Thursday, September 27, 2012

Yom Kippur 2012




This is the fourth Yom Kippur since we moved to Iceland and it can be a difficult holiday. This year as it approached I did not feel connected, didn’t feel the push to make the effort to go to Reykjavik for services.  I was conflicted but took the attitude of, “it is what it is”.  We shift through stages and this is where I am this year.
After teaching I returned home for dinner and as I was getting the kids ready for bed I could feel the imposition of Yom Kippur begin to envelop me.  After reading two stories I spoke to them about Yom Kippur, about the seriousness of the day and asking for forgiveness. I explained that Jews all over the world were choosing to fast and go to synagogue all day. I encouraged Zelia toward self-reflection about past behavior but she stayed focused on the wrongs done to her. I apologized to her for my lack of patience when it was most needed. Then I pulled Itzhak Perlman’s new Kol Nidrei up on youtube and we lay in silence and listened. The gravity of the day could not be ignored any longer.

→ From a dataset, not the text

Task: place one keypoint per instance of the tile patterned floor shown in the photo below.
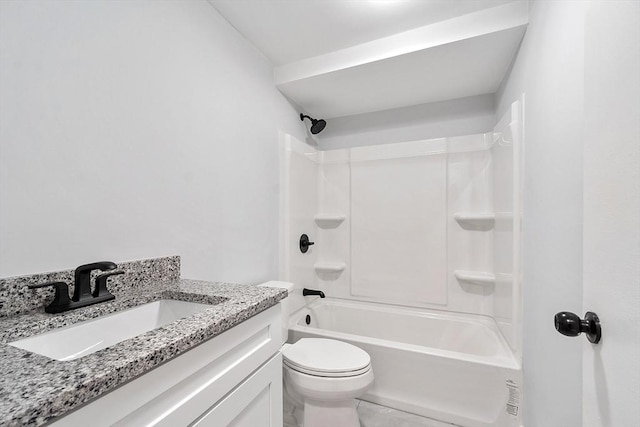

You may know that Kol Nidrei is in Aramaic and not in Hebrew and so Zelia asked me what he was singing. She was entranced, as so many of us are, by this almost magical prayer. I explained, somewhat incorrectly, that he was asking for forgiveness from G-d and thinking about being a better person in the coming year. Kol Nidrei caused a controversy when it was added to the liturgy; a problematic plea for nullification for the promises we will make and break in the coming year. I hold the same discomfort with it as those did from centuries ago. Yet in this soulful plea there is an acknowledgement of our frailty as human being to tend toward weaknesses, toward imperfections. In its plea for forgiveness of future failures we recognize that we will fall short of our best intentions to be better, to try harder – this sobering knowledge is at the heart of the human condition.
The children slept and the night fell heavily. This morning too felt different. Jacob and I had a moment to speak about our shortcomings with each other and asked a heartfelt forgiveness from Zelia. Zelia, herself, wore the seriousness of the moment and without wanting to share any words went and gave Lazer a big, quiet hug. So, for the first time in my life, I have experienced the raw gravity of this day, which I found imposed on me without choice of action on my part to attend synagogue or fast. The weight of being a Jew and living a Jewish life simply became an expression of my life.